Since 1894, this area has been the public marketplace of San Antonio. Through the years, private businesses grew up around the market. Establishments on Produce Row flourished. In 1920 the building now housing Centro de Artes was constructed. The market, or El Mercado, thrived until 1950 when a more modern Terminal Market was established on the city’s west side. Most produce farmers and major fruit and vegetable establishments moved south, leaving El Mercado and surrounding merchants in an unenviable position. The years from 1950 to 1976 were not easy ones for the businessmen and women of the area. But, through the leadership of individuals like Pete Cortez and Daniel San Miguel, they found a way to survive. One of the remaining produce farmers sold a customer a bean pot for 25 cents. This small transaction led to the eventual selling of curios and souvenirs in El Mercado and it opened the way for increasing diversity as exemplified by today’s various shops selling products from all over the world.
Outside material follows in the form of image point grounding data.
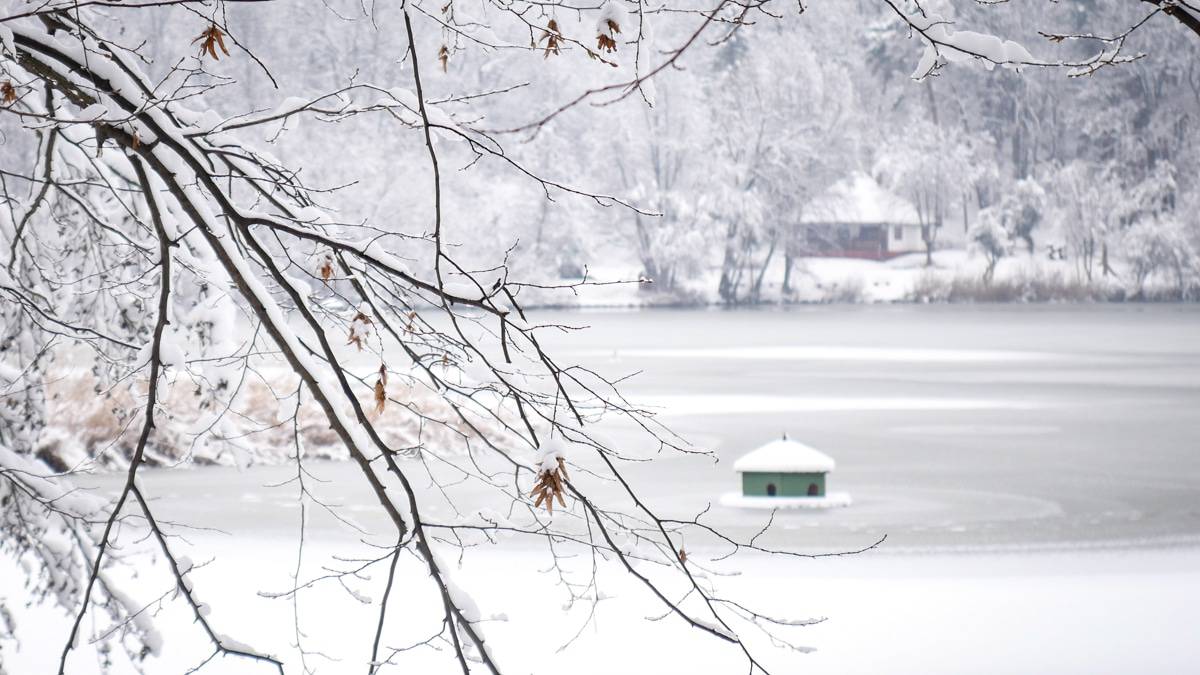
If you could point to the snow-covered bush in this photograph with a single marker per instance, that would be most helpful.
(1162, 248)
(989, 238)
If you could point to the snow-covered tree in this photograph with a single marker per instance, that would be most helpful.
(169, 240)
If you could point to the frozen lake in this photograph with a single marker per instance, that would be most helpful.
(1036, 470)
(961, 426)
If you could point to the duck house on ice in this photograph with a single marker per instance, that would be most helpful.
(785, 473)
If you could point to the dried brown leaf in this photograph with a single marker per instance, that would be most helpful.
(210, 40)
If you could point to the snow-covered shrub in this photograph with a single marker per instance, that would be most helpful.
(989, 238)
(1162, 248)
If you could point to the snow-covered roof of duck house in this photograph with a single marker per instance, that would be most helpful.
(858, 217)
(784, 469)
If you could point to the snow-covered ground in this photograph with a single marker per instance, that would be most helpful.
(1020, 276)
(1053, 525)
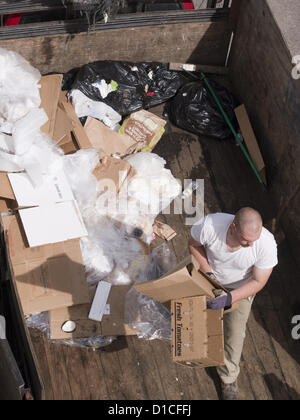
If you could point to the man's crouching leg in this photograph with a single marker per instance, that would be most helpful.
(235, 324)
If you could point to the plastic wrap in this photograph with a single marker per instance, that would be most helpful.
(194, 109)
(85, 106)
(19, 88)
(149, 318)
(40, 322)
(79, 169)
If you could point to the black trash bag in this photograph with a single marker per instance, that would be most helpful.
(140, 85)
(194, 109)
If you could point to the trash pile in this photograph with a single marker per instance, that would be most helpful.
(80, 192)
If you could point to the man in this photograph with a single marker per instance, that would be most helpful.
(241, 254)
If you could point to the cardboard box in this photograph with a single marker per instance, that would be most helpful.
(182, 282)
(68, 132)
(46, 277)
(6, 190)
(107, 140)
(163, 231)
(197, 333)
(50, 93)
(52, 215)
(145, 128)
(115, 171)
(112, 324)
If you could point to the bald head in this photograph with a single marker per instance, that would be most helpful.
(249, 221)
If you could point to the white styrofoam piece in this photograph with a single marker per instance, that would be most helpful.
(98, 307)
(50, 224)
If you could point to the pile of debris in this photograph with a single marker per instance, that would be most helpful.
(80, 192)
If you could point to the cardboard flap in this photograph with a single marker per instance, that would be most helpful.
(6, 190)
(111, 174)
(47, 277)
(186, 282)
(78, 130)
(112, 324)
(50, 93)
(250, 140)
(109, 141)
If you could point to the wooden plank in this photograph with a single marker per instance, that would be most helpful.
(77, 378)
(133, 382)
(94, 373)
(200, 42)
(112, 374)
(150, 371)
(39, 342)
(162, 354)
(58, 372)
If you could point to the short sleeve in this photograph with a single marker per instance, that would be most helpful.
(267, 257)
(200, 231)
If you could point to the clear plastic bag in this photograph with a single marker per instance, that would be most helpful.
(19, 88)
(153, 185)
(149, 318)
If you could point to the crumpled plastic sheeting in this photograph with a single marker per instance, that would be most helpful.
(149, 318)
(19, 88)
(108, 252)
(153, 186)
(87, 107)
(79, 169)
(40, 322)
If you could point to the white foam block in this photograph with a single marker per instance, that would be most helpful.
(99, 306)
(50, 224)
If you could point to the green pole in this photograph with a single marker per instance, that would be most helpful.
(232, 128)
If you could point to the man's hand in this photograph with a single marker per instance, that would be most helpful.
(224, 301)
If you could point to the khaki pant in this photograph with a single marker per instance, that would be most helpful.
(235, 324)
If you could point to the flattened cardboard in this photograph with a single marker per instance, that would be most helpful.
(50, 224)
(50, 93)
(111, 325)
(250, 140)
(116, 171)
(47, 277)
(7, 205)
(186, 282)
(55, 189)
(197, 333)
(145, 128)
(163, 231)
(80, 135)
(6, 190)
(107, 140)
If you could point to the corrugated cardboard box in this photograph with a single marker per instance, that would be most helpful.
(197, 333)
(181, 283)
(46, 277)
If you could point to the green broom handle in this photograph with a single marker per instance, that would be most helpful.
(232, 128)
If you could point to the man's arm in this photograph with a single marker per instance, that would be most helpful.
(259, 280)
(198, 251)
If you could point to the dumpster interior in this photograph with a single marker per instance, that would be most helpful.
(186, 144)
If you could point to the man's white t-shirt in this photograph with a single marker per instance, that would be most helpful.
(233, 269)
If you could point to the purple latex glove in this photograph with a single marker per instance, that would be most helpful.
(222, 302)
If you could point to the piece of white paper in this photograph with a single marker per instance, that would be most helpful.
(53, 223)
(54, 189)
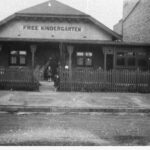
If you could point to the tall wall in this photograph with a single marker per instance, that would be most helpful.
(136, 21)
(136, 27)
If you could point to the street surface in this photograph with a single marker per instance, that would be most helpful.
(90, 129)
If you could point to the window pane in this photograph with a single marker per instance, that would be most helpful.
(22, 52)
(120, 54)
(22, 60)
(131, 61)
(120, 61)
(141, 53)
(131, 53)
(13, 60)
(88, 54)
(80, 61)
(88, 62)
(13, 52)
(80, 54)
(142, 63)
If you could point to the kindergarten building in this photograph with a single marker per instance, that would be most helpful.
(88, 55)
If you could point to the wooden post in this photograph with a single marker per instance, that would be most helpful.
(0, 48)
(61, 54)
(70, 51)
(114, 61)
(33, 50)
(105, 60)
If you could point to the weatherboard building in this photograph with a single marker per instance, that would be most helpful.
(79, 46)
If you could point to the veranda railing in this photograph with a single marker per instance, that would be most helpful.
(18, 79)
(100, 80)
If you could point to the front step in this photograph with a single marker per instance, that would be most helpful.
(47, 86)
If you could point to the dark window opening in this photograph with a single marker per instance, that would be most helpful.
(120, 61)
(131, 62)
(84, 59)
(18, 58)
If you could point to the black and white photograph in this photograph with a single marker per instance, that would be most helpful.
(75, 73)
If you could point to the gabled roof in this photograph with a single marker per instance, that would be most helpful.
(52, 7)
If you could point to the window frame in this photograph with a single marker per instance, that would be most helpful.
(84, 57)
(135, 55)
(18, 58)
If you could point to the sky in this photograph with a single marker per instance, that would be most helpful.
(108, 12)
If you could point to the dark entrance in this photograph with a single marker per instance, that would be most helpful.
(109, 62)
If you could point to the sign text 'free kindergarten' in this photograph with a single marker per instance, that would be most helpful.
(52, 28)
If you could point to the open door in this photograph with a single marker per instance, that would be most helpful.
(109, 62)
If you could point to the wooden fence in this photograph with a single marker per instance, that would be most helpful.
(18, 79)
(99, 80)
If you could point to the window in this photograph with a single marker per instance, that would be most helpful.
(126, 59)
(131, 59)
(84, 58)
(120, 59)
(18, 58)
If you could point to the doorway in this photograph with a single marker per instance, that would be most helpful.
(109, 62)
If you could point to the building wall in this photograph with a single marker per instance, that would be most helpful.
(137, 25)
(36, 30)
(136, 21)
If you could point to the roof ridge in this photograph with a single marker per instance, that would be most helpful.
(57, 7)
(136, 4)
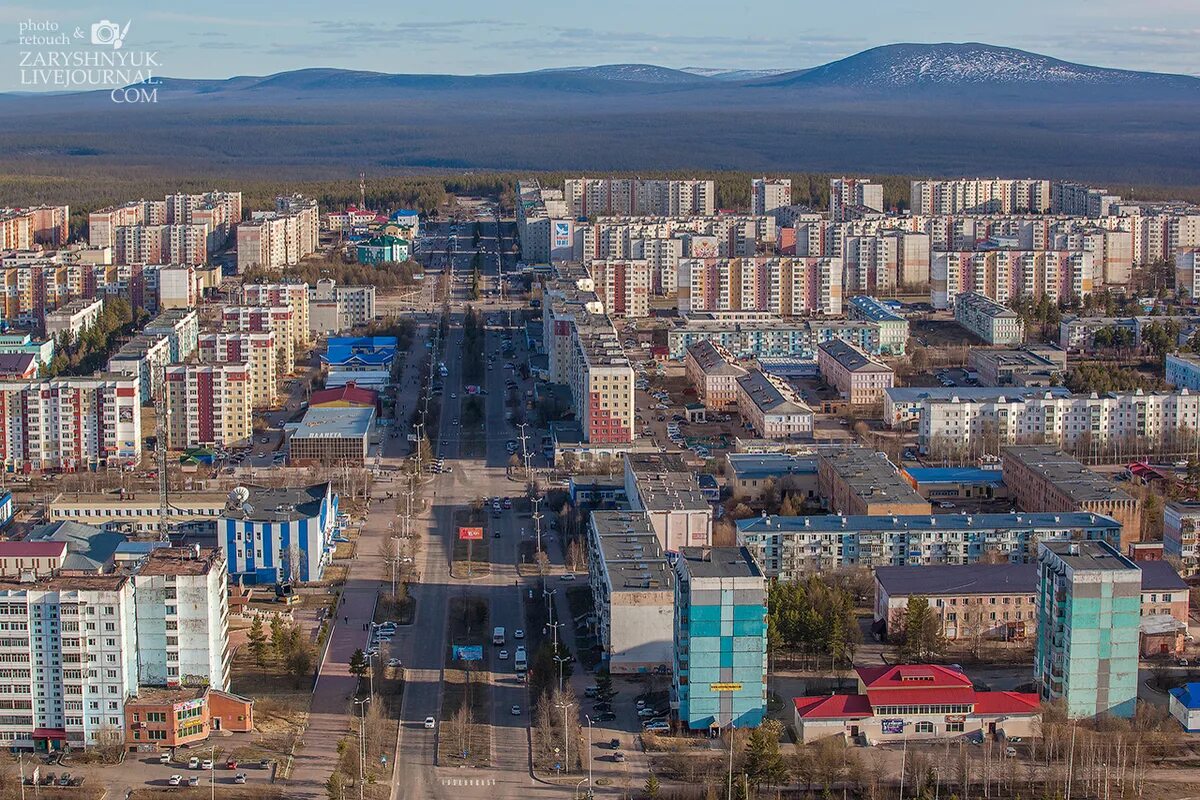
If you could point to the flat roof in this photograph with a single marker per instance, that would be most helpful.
(341, 422)
(1080, 483)
(719, 563)
(959, 579)
(923, 522)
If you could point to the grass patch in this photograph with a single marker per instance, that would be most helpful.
(480, 551)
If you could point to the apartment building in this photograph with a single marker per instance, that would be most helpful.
(336, 310)
(771, 408)
(792, 547)
(786, 287)
(294, 295)
(587, 197)
(623, 287)
(850, 194)
(633, 593)
(857, 376)
(72, 659)
(1181, 521)
(208, 405)
(545, 223)
(661, 487)
(988, 319)
(1047, 480)
(979, 196)
(143, 358)
(761, 335)
(183, 618)
(1089, 597)
(175, 244)
(1005, 275)
(67, 323)
(713, 372)
(70, 423)
(181, 328)
(719, 677)
(857, 481)
(280, 534)
(893, 328)
(280, 238)
(1032, 365)
(258, 352)
(280, 320)
(769, 196)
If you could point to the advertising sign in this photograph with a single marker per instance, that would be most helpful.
(468, 653)
(562, 234)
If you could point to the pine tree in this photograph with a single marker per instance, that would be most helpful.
(257, 642)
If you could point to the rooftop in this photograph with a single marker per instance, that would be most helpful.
(851, 358)
(341, 422)
(963, 579)
(719, 563)
(1080, 483)
(921, 522)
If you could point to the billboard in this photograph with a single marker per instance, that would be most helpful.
(468, 653)
(562, 234)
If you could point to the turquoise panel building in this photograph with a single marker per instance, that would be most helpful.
(1089, 607)
(720, 638)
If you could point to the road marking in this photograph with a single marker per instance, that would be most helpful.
(468, 781)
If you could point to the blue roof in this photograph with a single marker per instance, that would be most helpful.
(1187, 695)
(954, 475)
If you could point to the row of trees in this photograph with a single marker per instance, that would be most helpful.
(283, 647)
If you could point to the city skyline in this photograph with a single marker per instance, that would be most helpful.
(468, 38)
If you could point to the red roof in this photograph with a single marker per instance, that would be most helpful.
(347, 394)
(1006, 703)
(31, 549)
(833, 707)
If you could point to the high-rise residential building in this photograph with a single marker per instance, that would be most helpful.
(1089, 603)
(256, 350)
(209, 405)
(280, 320)
(988, 319)
(787, 287)
(71, 660)
(336, 310)
(623, 287)
(70, 423)
(768, 196)
(850, 193)
(720, 639)
(1045, 480)
(282, 294)
(183, 618)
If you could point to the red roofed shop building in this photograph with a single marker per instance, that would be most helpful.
(915, 702)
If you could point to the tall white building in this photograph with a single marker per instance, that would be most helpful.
(768, 196)
(183, 618)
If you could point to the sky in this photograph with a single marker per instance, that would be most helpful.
(220, 38)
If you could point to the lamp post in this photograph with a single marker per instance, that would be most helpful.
(363, 727)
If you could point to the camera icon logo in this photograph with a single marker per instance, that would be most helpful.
(109, 32)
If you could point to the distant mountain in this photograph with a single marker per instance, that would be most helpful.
(970, 65)
(929, 109)
(733, 74)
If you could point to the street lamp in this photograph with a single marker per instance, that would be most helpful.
(363, 727)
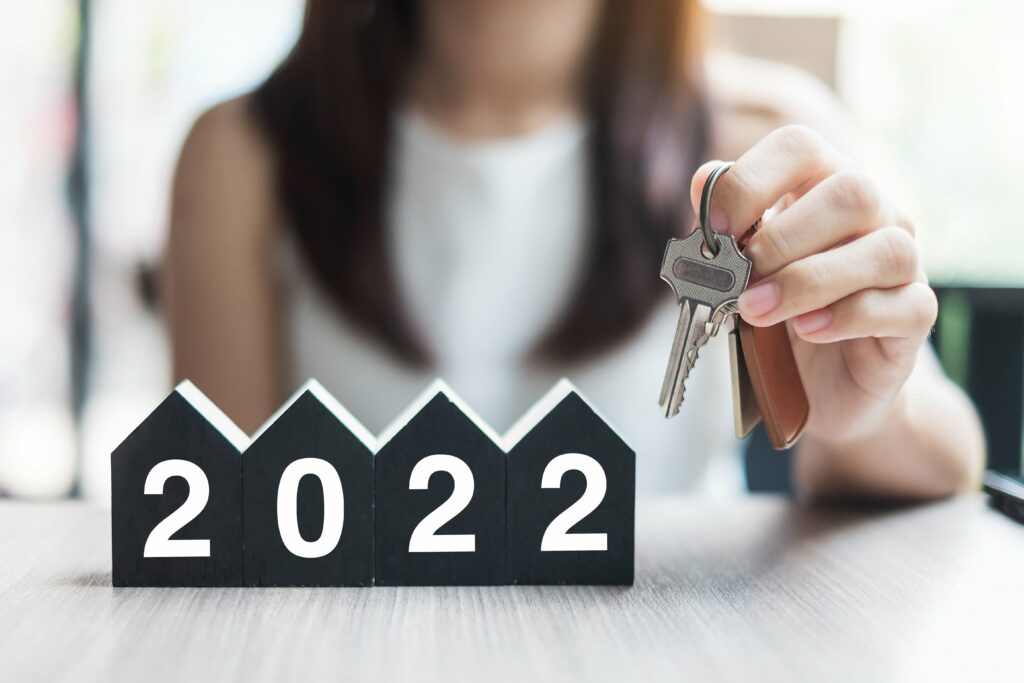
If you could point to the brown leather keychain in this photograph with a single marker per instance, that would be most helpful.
(708, 272)
(764, 365)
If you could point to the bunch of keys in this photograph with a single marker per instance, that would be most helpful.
(708, 271)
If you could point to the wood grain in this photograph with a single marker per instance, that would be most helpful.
(756, 589)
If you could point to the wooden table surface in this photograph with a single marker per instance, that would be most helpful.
(756, 589)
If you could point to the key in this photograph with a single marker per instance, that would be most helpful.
(708, 287)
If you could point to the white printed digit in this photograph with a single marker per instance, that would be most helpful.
(334, 507)
(160, 544)
(425, 538)
(556, 537)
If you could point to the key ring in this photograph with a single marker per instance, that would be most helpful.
(711, 241)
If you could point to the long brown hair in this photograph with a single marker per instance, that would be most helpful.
(328, 110)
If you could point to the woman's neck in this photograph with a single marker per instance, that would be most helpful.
(501, 68)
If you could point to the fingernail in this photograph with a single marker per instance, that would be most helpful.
(812, 322)
(718, 220)
(759, 300)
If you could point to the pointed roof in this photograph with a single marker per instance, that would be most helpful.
(333, 406)
(539, 411)
(436, 387)
(213, 415)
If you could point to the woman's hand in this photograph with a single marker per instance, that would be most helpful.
(838, 261)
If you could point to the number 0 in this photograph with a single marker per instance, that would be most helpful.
(557, 537)
(334, 507)
(160, 544)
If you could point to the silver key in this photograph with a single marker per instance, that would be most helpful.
(708, 286)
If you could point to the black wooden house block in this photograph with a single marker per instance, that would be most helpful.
(176, 497)
(307, 497)
(571, 489)
(439, 495)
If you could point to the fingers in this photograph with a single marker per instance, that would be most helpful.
(882, 259)
(844, 205)
(788, 160)
(905, 311)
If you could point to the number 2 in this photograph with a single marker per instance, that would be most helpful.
(160, 544)
(556, 537)
(425, 538)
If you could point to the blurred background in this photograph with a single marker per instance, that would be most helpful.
(98, 95)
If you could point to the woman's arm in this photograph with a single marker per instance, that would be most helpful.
(218, 284)
(931, 445)
(841, 261)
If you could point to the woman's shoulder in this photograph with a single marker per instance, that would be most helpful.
(225, 139)
(752, 97)
(224, 169)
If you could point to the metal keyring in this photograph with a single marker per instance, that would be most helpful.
(710, 240)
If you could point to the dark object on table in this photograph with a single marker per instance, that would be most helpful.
(1007, 492)
(439, 498)
(176, 497)
(570, 497)
(307, 497)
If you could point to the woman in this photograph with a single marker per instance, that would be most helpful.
(481, 189)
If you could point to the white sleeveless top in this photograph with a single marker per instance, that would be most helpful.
(487, 240)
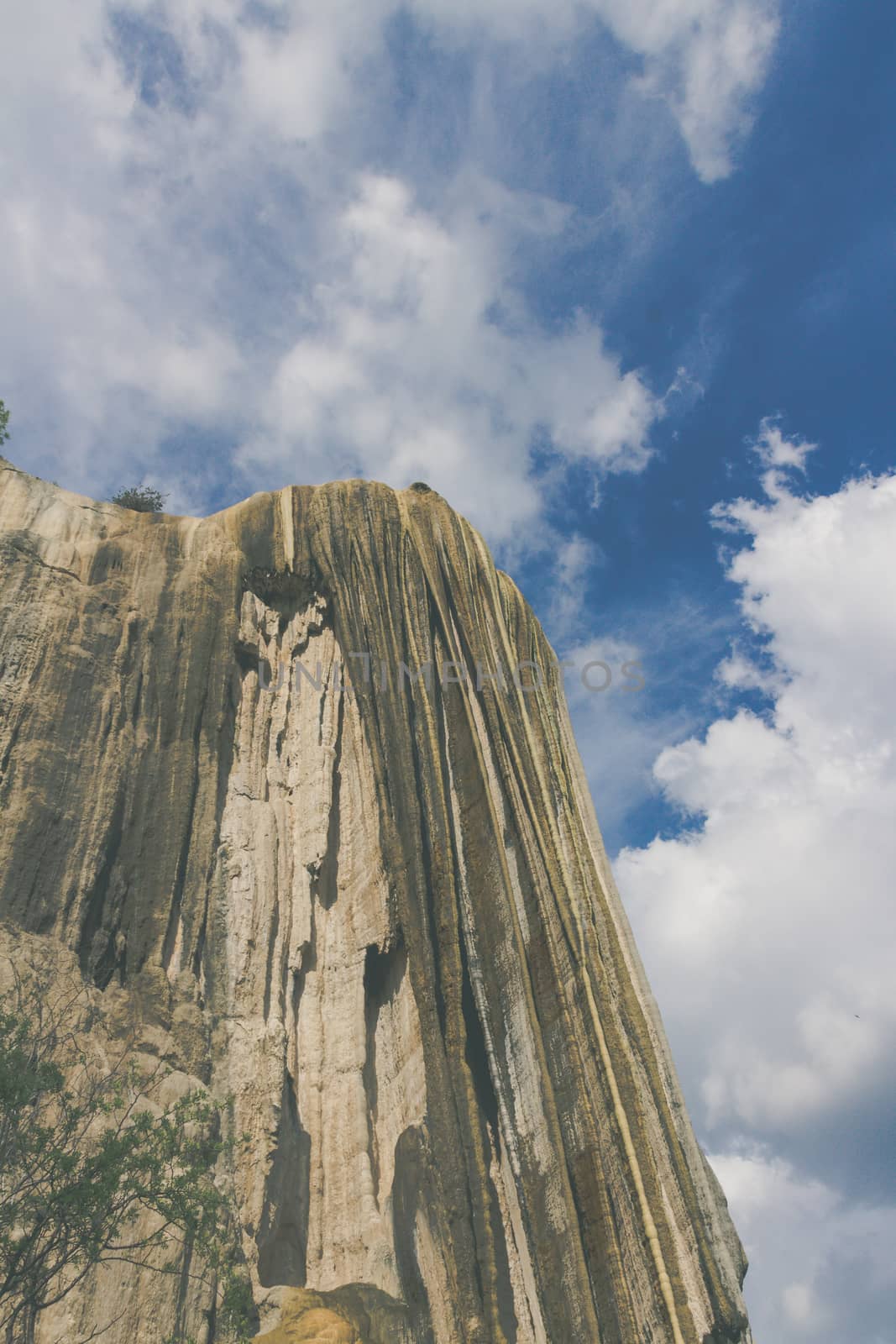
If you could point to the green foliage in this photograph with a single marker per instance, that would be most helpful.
(141, 499)
(93, 1169)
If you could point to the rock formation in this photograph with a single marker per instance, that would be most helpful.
(249, 784)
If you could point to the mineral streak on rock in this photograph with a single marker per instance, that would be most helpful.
(379, 916)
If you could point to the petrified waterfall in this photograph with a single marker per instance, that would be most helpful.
(296, 790)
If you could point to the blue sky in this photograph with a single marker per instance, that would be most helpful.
(617, 279)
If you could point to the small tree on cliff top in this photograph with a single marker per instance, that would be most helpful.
(143, 499)
(93, 1173)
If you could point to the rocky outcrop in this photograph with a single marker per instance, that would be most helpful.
(297, 784)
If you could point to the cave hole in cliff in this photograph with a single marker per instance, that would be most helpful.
(282, 1236)
(286, 591)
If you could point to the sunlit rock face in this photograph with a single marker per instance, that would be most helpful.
(251, 788)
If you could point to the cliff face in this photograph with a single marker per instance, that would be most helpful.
(379, 916)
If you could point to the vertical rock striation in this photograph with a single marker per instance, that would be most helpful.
(369, 902)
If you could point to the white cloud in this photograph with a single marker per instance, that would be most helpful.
(788, 882)
(192, 239)
(405, 369)
(821, 1267)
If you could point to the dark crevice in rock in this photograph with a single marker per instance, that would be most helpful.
(477, 1061)
(282, 1236)
(438, 992)
(97, 958)
(411, 1189)
(383, 974)
(271, 952)
(328, 877)
(181, 873)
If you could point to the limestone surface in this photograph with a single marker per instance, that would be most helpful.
(295, 788)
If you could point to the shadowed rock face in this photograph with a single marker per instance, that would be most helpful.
(379, 916)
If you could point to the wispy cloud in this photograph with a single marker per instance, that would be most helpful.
(204, 242)
(768, 929)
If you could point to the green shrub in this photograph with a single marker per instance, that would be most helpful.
(141, 499)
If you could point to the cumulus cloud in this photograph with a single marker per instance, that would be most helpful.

Concerned area merchants from the private sector, the San Antonio Chamber of Commerce, the City of San Antonio, and the Urban Renewal Agency joined efforts in the early 1970’s to bring new life to Market Square. They agreed upon a plan of action and saw it through to completion. The construction of the present Farmers Market, with roof top parking at the west extremity of Market Square, the renovation of the Market House, were all a part of the plan as was the development of pedestrian plazas on Produce Row and Concho Street. Centro de Artes del Mercado was also initiated as a part of this Urban Renewal project. This new Market Square was completed in 1976 with completion of the Centro de Artes renovation following in 1978. Millions of visitors come to Market Square each year. They come to see and feel history. They also come to celebrate during special occasions like Fiesta in April, Cinco de Mayo in May, a Forth of July celebration with a unique style in July, Diez y Seis in September, a Dia de los Muertos or Day of the Dead presentation in November, and Fiestas Navidenas in December. In addition, it seems there is a celebration every weekend. Market Square is a world of beauty, charm and historical elegance. It is yesterday revisiting today, with a future which remains bright. Market Square plays an important role in the uniqueness of San Antonio.